According to the researchers at ESET, the campaign appears tightly focused rather than mass-scale. ESET telemetry shows no flood of infections, and VirusTotal submissions trace back to just a handful of samples: early VNCSpy variants appearing from Hong Kong addresses in January 2026, followed by the more advanced PromptSpy builds originating around Argentina in February.

Delivery relies on classic social engineering, spoofed banking login pages in Spanish, fake "update required" prompts, downloads hosted on throwaway domains such as mgardownload[.]com, and APKs masquerading as legitimate MorganArg or JPMorgan-related software.

Code strings hint at development in a Chinese-language environment, and the targeting suggests a financial motive centered on credential theft in Latin America.

PromptSpy isn't the kind of malware most people encounter by accident. Its danger doesn't lie in full autonomy (human operators still control the infrastructure, design the prompts, and make the decisions). What makes it truly unsettling is what it represents: generative AI has become an extraordinarily effective force multiplier for cybercrime.

Attackers no longer need to maintain vast collections of fragile, device-specific scripts.
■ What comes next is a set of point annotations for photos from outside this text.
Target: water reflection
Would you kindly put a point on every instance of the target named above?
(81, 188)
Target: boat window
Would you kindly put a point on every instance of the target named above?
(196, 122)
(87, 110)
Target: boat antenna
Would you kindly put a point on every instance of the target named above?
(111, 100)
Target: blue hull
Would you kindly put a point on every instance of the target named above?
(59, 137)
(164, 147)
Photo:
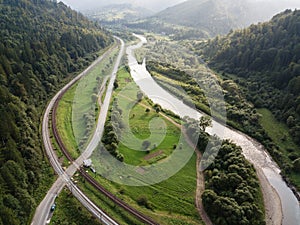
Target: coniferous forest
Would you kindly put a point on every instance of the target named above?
(42, 45)
(264, 60)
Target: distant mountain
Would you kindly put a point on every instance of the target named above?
(215, 17)
(118, 13)
(42, 45)
(264, 59)
(152, 5)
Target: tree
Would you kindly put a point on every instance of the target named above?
(139, 96)
(204, 122)
(146, 144)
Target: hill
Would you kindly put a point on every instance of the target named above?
(42, 44)
(118, 13)
(215, 17)
(264, 60)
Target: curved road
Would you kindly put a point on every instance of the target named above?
(43, 214)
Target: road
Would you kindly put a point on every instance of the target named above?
(42, 214)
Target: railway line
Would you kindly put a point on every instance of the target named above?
(92, 181)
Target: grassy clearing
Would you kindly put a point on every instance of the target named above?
(117, 213)
(277, 131)
(64, 121)
(77, 110)
(70, 211)
(279, 134)
(171, 201)
(84, 105)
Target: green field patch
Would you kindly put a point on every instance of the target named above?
(171, 201)
(84, 108)
(77, 110)
(279, 133)
(64, 122)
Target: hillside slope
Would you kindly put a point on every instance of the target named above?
(215, 17)
(42, 45)
(264, 60)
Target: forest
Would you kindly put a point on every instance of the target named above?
(43, 44)
(232, 192)
(264, 60)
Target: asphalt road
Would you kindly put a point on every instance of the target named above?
(43, 215)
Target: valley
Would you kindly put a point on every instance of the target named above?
(166, 112)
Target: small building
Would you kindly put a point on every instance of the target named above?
(87, 163)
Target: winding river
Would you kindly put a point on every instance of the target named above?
(253, 151)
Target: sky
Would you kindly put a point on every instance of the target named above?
(154, 5)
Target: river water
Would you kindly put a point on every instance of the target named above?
(253, 151)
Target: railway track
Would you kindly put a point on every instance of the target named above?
(116, 200)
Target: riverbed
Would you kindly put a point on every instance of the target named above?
(287, 204)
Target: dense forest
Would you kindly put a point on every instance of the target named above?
(232, 192)
(264, 60)
(42, 45)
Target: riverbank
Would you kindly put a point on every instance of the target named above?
(273, 207)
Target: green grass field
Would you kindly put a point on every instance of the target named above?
(171, 201)
(77, 104)
(84, 108)
(279, 133)
(70, 211)
(64, 122)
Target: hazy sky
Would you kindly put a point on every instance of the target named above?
(154, 5)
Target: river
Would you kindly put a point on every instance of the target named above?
(252, 150)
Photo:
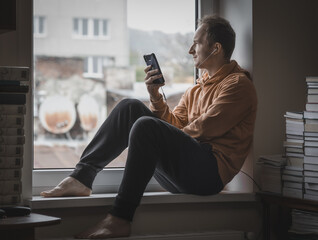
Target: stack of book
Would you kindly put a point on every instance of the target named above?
(311, 140)
(294, 151)
(304, 225)
(13, 89)
(271, 172)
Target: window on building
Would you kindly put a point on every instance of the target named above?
(90, 28)
(78, 83)
(39, 27)
(93, 66)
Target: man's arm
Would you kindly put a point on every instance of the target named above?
(179, 118)
(232, 105)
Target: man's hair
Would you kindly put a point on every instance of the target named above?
(219, 30)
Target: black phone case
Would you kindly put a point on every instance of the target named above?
(151, 59)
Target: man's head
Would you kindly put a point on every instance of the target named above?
(214, 37)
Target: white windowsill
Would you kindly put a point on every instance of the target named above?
(95, 200)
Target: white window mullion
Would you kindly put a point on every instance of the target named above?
(90, 27)
(100, 33)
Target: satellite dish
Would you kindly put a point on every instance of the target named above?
(57, 114)
(88, 111)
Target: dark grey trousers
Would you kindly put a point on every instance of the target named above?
(178, 162)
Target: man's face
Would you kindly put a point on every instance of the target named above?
(200, 49)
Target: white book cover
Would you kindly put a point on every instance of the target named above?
(14, 73)
(310, 173)
(311, 179)
(294, 149)
(310, 167)
(311, 151)
(311, 159)
(288, 184)
(292, 178)
(310, 114)
(311, 186)
(310, 197)
(312, 98)
(311, 143)
(292, 172)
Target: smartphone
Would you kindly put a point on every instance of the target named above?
(151, 59)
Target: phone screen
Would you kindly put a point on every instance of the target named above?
(151, 59)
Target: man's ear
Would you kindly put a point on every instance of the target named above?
(217, 47)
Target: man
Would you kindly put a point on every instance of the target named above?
(197, 148)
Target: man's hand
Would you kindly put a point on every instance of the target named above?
(153, 88)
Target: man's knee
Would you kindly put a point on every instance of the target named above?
(145, 127)
(130, 102)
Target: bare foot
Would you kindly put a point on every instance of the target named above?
(110, 227)
(68, 187)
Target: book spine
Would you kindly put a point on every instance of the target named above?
(11, 162)
(10, 187)
(10, 199)
(12, 109)
(11, 150)
(11, 121)
(14, 73)
(12, 140)
(12, 98)
(10, 174)
(11, 131)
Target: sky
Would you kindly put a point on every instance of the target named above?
(169, 16)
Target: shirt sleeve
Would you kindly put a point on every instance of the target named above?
(178, 117)
(231, 106)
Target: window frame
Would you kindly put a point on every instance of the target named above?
(90, 28)
(36, 26)
(109, 179)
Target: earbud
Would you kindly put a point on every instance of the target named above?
(207, 57)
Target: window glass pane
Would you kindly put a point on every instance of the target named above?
(75, 26)
(85, 27)
(79, 81)
(96, 27)
(105, 27)
(35, 20)
(86, 65)
(41, 25)
(95, 64)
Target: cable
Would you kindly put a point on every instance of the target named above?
(163, 93)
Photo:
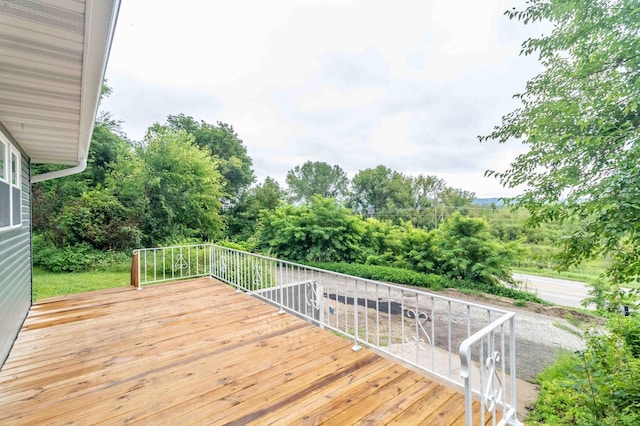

Instead, they can outsource complex reasoning to inexpensive cloud-based AI APIs that cost mere cents per query and adapt seamlessly to new Android versions, custom ROMs, foldables, tablets, and heavily skinned interfaces from manufacturers like Samsung, Xiaomi, Oppo, or Vivo. The result is malware that is more flexible, resilient, and scalable than anything that came before.

For everyday users, the defensive guidance remains familiar, but more urgent than ever. Install apps only from Google Play, scrutinize Accessibility permission requests, keep devices fully patched, leave Play Protect enabled (it already detects known PromptSpy signatures), and take any unexpected overlays or urgent banking alerts seriously.

If a device is compromised, Safe Mode remains the quickest way to regain control and remove the infection.

PromptSpy, as discovered, resembles an unfinished superweapon. Yet its mere existence signals a shift. The arms race between attackers and defenders now includes a powerful new participant: one that understands instructions written in natural language.